Никколо Макиавелли. Гений эпохи. Книга 2. Полет - страница 5
«Флоренция заплатит за смерть моего брата. Я найду способ отомстить этой республике лавочников и ростовщиков. Здесь, при французском дворе, у меня есть влиятельные союзники».
К середине августа положение флорентийского посольства стало критическим. После очередной встречи с Тривульцио, который откровенно насмехался над флорентийскими притязаниями, Макиавелли написал откровенное предупреждение Синьории. В его письме звучало разочарование и горькая мудрость:
«Бессмысленно вечно говорить о верности Флоренции французской короне, манить тем, чего король мог бы ожидать от Синьории, если бы мы были сильны, и какую защиту и опору величие Флоренции дало бы государству, которое будет у его величества в Италии».
Но еще более пророческими стали его слова о новой природе международных отношений:
«Все это бесполезно, потому что французы смотрят на вещи другими глазами и судят иначе, чем тот, кто не был здесь. Они ослеплены своим могуществом и сиюминутными интересами и почитают только тех, кто хорошо вооружен и готов платить им деньги».
Франческо делла Каза, не выдержав напряжения и лишений, при полном отсутствии внятной позиции Синьории, объявил своему помощнику о скором отъезде на «лечение». Прощальная беседа была болезненной:
«Никколо, я больше не могу. Эти французы смотрят на нас как на попрошаек. Моя репутация и мое здоровье страдают. Я еду в Париж на лечение», – сказал он, едва сдерживая свои эмоции.
Макиавелли остался один лицом к лицу с французским двором. Его отчаяние прорывалось в письмах домой:
«Я уже истратил из собственных средств 40 дукатов и поручил своему брату Тотто занять еще 60. Наш чин, наши личные свойства, да и отсутствие у нас права предлагать то, что могло бы прийтись по нраву французам, – все эти обстоятельства окончательно погубят дело».
Среди множества дипломатических бесед одна стала особенно знаменитой. Кардинал Руанский – Жорж д'Амбуаз – принимал Макиавелли в своих покоях. Человек исключительного ума, но чрезвычайно склонный к высокомерию, он имел обыкновение встречать послов младших республик с нарочитой холодностью.
Разговор зашел о действиях Чезаре Борджа в Романье. Кардинал, небрежно листая документы, бросил:
«Итальянцы мало смыслят в военном деле.
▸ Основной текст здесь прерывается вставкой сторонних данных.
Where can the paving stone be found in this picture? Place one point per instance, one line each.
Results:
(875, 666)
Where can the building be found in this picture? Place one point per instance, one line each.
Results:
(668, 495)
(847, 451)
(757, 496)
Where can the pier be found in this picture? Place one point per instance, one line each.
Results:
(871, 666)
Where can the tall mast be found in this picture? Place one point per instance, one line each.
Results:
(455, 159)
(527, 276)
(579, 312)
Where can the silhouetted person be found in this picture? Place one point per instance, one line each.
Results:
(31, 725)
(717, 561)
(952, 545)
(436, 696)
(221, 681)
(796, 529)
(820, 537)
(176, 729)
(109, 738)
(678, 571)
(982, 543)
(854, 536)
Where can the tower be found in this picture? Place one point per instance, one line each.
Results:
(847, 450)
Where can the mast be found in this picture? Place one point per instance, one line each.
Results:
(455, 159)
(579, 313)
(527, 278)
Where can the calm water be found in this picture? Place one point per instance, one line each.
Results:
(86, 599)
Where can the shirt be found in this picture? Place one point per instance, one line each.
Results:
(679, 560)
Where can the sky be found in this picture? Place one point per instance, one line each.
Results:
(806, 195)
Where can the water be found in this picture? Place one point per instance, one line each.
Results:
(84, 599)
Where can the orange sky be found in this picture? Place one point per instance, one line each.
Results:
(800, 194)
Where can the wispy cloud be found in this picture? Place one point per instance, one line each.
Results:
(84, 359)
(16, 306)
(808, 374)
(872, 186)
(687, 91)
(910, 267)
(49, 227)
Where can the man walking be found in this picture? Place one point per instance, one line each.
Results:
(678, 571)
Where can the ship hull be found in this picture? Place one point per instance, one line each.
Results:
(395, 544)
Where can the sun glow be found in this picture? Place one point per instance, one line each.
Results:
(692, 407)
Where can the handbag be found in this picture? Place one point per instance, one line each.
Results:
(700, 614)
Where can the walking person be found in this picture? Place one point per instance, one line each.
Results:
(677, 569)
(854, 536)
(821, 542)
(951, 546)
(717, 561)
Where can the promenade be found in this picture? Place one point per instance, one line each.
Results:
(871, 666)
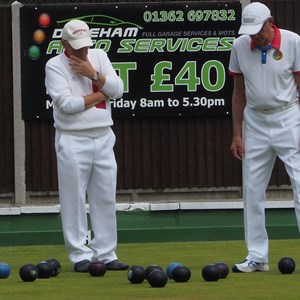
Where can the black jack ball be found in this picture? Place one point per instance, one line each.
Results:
(136, 274)
(286, 265)
(28, 272)
(97, 268)
(181, 274)
(151, 268)
(55, 266)
(211, 272)
(45, 270)
(157, 278)
(224, 269)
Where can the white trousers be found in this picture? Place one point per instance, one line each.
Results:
(87, 170)
(267, 136)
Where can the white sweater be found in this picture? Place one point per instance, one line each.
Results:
(67, 89)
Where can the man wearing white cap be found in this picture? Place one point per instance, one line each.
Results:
(81, 82)
(265, 62)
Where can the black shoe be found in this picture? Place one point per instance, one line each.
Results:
(116, 266)
(82, 266)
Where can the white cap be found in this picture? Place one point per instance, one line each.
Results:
(254, 16)
(77, 33)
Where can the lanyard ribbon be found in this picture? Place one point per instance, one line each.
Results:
(102, 104)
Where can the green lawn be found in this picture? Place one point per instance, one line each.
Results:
(114, 284)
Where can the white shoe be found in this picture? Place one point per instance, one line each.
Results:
(248, 266)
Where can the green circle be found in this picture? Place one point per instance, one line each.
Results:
(34, 52)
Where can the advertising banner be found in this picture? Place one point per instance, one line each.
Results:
(172, 56)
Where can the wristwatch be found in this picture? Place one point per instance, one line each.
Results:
(95, 76)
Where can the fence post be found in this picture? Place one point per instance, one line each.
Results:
(19, 126)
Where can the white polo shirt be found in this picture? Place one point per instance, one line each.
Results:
(269, 75)
(67, 90)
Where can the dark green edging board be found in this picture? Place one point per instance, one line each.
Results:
(149, 226)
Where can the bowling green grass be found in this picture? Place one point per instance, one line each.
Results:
(114, 284)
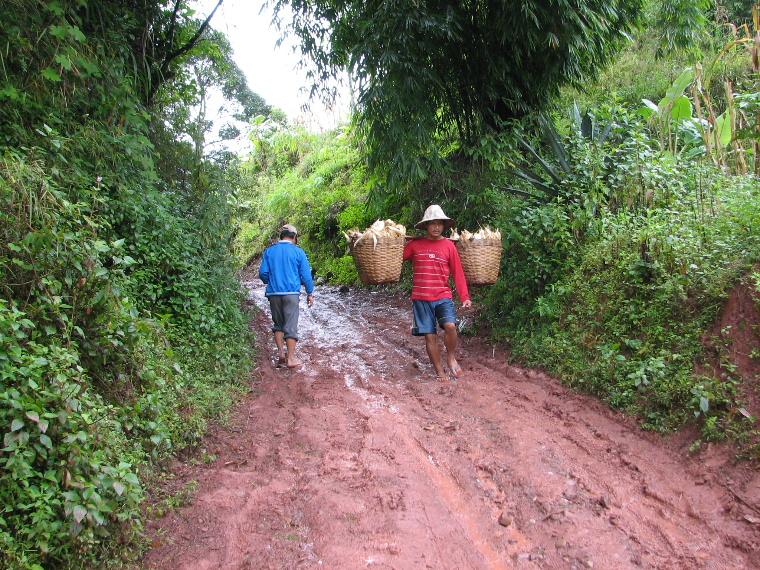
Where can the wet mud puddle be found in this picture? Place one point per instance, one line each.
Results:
(361, 459)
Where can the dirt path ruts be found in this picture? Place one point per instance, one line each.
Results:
(364, 460)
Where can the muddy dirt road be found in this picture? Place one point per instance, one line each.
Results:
(364, 460)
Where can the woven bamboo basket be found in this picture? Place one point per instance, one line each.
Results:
(379, 262)
(481, 259)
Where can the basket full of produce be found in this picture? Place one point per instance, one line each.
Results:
(480, 253)
(378, 251)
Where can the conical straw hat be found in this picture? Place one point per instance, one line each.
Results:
(434, 212)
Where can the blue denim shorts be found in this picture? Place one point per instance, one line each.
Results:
(427, 313)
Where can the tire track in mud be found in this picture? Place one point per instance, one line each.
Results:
(362, 460)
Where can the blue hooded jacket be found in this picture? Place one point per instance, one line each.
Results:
(284, 268)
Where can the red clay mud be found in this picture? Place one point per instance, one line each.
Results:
(361, 459)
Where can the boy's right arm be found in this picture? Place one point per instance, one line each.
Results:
(264, 269)
(409, 251)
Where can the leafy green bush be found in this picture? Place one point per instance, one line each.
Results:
(615, 298)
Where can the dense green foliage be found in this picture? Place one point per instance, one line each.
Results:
(121, 331)
(625, 224)
(431, 76)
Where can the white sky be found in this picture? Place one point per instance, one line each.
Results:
(271, 71)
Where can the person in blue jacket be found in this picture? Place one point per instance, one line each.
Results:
(284, 269)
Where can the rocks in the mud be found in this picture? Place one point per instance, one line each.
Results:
(505, 519)
(604, 502)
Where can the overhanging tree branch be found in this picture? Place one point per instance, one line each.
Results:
(162, 73)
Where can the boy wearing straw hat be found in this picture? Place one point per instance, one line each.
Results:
(434, 259)
(284, 269)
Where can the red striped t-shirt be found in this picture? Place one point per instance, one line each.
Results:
(433, 262)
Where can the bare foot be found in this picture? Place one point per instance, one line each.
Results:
(456, 370)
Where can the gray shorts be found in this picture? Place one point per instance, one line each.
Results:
(285, 314)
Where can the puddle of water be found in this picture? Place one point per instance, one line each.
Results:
(338, 326)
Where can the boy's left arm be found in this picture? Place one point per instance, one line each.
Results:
(455, 267)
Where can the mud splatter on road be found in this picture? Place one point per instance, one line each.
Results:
(363, 460)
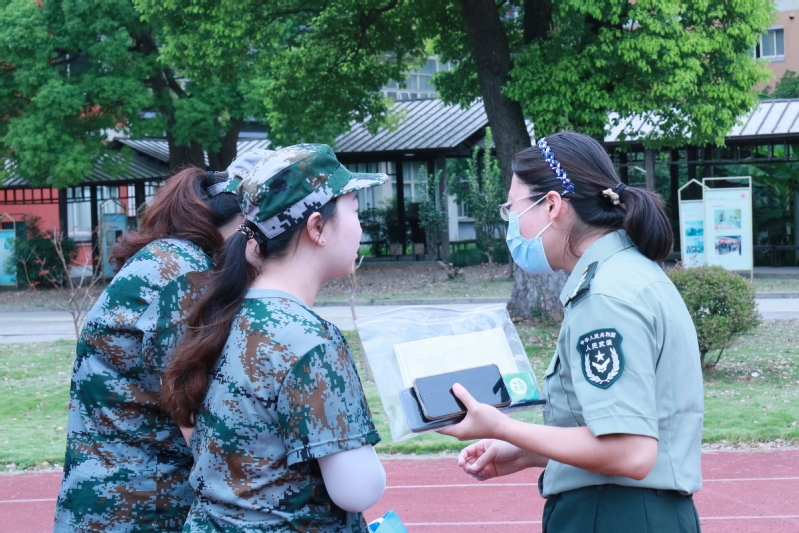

Посмотрите на своих кондотьеров – они больше заботятся о собственной выгоде, чем о победе».
Эта фраза задела Макиавелли за живое. Несмотря на всю свою дипломатическую осторожность, он не смог сдержаться:
«Ваше преосвященство, с позволения сказать, французы мало смыслят в политике, иначе они не допустили бы такого усиления Церкви».
В покоях воцарилась гробовая тишина. Кардинал поднял взгляд от документов, его лицо было непроницаемым. Затем он медленно улыбнулся, показывая, что он оценил сказанное.
«Этот молодой флорентинец имеет острый язык. Надеюсь, его ум столь же остер. – так секретарь кардинала Жан де Ганэ позднее записал в своих мемуарах – кардинал никогда не видел никого, кроме короля, чтобы осмелился так говорить с ним».
Октябрь 1500 года принес весть о возможном прибытии нового посла. Макиавелли, переполненный энтузиазмом, вскочил на коня и поскакал к кардиналу Руанскому, находившемуся в 35 километрах от Блуа.
Флорентийский посол, запыхавшийся от быстрой езды, ворвался в покои кардинала. Его энтузиазм был почти комичным:
«Ваше преосвященство! Радостная весть! Флоренция наконец-то посылает представительное посольство! Скоро прибудет Пьетро Антонио Тозинги с полными полномочиями!»